The first proposition states that the knowledge-base influences significantly the boundaries of the innovative activities as well as the endogenous availability of resources inside the network. The results support the proposition that project-based networks emerge more naturally from activities such as research, training, technological services and infrastructure. In these activities, the natural trend would the formation of weak ties with capabilities accumulating mainly outside the firms in universities and public research institutes. (enabling networks). Companies would be willing to retain weak ties with a plethora of organisations in these activities. In the other hand, following resource-based theories, the accumulation of capabilities inside firms, and further endogenous reconfiguration of these capabilities in networks, seems to be the key process occurring in emerging technological trajectories (developing and developed networks). Innovation projects in all developing networks were associated with higher internalisation levels. The vertical integration of the project-based knowledge networks both in middleware and software were inversely related to the resources available inside the network (using the percentage of the total investments as proxy).

The second hypothesis examines the process of specialisation of governance structures inside the project-based knowledge network in different activities. A wider number of organisations coordinated available resources in new opportunities forming complex inter-organisational sectoral governance structures. Multinational companies, connected to private research institutes, were important in the emerging software technology while domestic companies remained connected to hardware and public educational institutes. Public research centres and educational institutions became central in widespread network of weaker ties.
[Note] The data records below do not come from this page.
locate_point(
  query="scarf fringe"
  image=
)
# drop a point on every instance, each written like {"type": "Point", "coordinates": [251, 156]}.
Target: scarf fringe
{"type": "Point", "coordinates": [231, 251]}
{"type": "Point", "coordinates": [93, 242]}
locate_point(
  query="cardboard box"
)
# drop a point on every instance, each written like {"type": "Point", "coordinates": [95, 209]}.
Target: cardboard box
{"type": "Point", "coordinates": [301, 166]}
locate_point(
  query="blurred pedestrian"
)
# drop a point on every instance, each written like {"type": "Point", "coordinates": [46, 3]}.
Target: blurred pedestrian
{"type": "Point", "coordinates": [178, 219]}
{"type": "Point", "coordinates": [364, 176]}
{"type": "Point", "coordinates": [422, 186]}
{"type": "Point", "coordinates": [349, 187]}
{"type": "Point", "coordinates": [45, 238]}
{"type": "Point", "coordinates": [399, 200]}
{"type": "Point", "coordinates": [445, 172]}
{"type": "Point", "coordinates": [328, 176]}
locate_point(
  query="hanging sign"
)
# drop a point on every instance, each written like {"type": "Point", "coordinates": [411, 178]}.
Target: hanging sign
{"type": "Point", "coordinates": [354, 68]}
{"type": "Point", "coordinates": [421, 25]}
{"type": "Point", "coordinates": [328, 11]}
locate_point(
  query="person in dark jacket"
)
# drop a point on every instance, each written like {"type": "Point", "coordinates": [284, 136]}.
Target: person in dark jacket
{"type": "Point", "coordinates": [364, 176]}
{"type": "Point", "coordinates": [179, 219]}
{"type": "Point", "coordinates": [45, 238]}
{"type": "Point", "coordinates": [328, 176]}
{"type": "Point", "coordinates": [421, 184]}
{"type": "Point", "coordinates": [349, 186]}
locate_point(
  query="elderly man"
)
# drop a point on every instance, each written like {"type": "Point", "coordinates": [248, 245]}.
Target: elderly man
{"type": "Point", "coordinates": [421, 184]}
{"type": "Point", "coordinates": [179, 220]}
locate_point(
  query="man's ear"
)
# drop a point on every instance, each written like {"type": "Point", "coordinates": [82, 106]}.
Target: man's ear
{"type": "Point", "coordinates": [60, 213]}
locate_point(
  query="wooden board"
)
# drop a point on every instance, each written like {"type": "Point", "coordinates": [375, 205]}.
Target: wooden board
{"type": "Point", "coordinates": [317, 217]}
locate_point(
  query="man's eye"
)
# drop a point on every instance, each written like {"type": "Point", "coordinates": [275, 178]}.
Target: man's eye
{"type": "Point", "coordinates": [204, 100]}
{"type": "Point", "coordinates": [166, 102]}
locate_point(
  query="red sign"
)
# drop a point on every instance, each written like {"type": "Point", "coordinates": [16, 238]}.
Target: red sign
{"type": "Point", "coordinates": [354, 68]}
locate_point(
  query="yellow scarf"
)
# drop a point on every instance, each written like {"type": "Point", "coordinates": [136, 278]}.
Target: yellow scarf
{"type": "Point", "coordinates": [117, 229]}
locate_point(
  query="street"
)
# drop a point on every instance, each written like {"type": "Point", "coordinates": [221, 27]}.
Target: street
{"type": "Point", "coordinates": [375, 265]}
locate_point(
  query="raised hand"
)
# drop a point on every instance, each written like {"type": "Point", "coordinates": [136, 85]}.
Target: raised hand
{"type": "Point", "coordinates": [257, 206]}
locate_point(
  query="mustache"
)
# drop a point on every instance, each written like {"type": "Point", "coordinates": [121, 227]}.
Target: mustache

The inclusion of a specific companies in the knowledge network (for instance through the association of their products to the tax incentives) and other organisations (through regulatory requirements, for instance) involves trade-offs that will influence the diversity creation and the selection process.

The third proposition examines the patterns in the knowledge flows formed between companies and technological partners. The low correlation between the networks in different activities shows that the different types of knowledge tends flow in distinct communities of practice. There were though some connections between the types of activities developed between companies and technological partners in specific activities. Specially, the three distinct strong correlations emerged: (i) production process and laboratorial infra-structure/equipments were connected with training, (ii) research was

24

correlated with the same partners involved in technological services, and (iii) product development activities in middleware and software were strongly correlated.

These contingencies have implications for those involved organisational studies and institutional design of sectoral policies. The results show that the breath and depth of the definition for innovation project influences significantly the kind of knowledge networks that will emerge. Weak ties or weighty capabilities in strong ties are trade-offs. No type of activity alone will possibly bring the required dynamic in emerging sectors. The limits between private and public investments that will promote the most adequate level of learning are a contingent to the specificities of the existing capabilities in the sector and the technological opportunities open to it. The desirable sustainable relation between public and private investments on these networks should be considered in reference to the level of general development and open technological opportunities.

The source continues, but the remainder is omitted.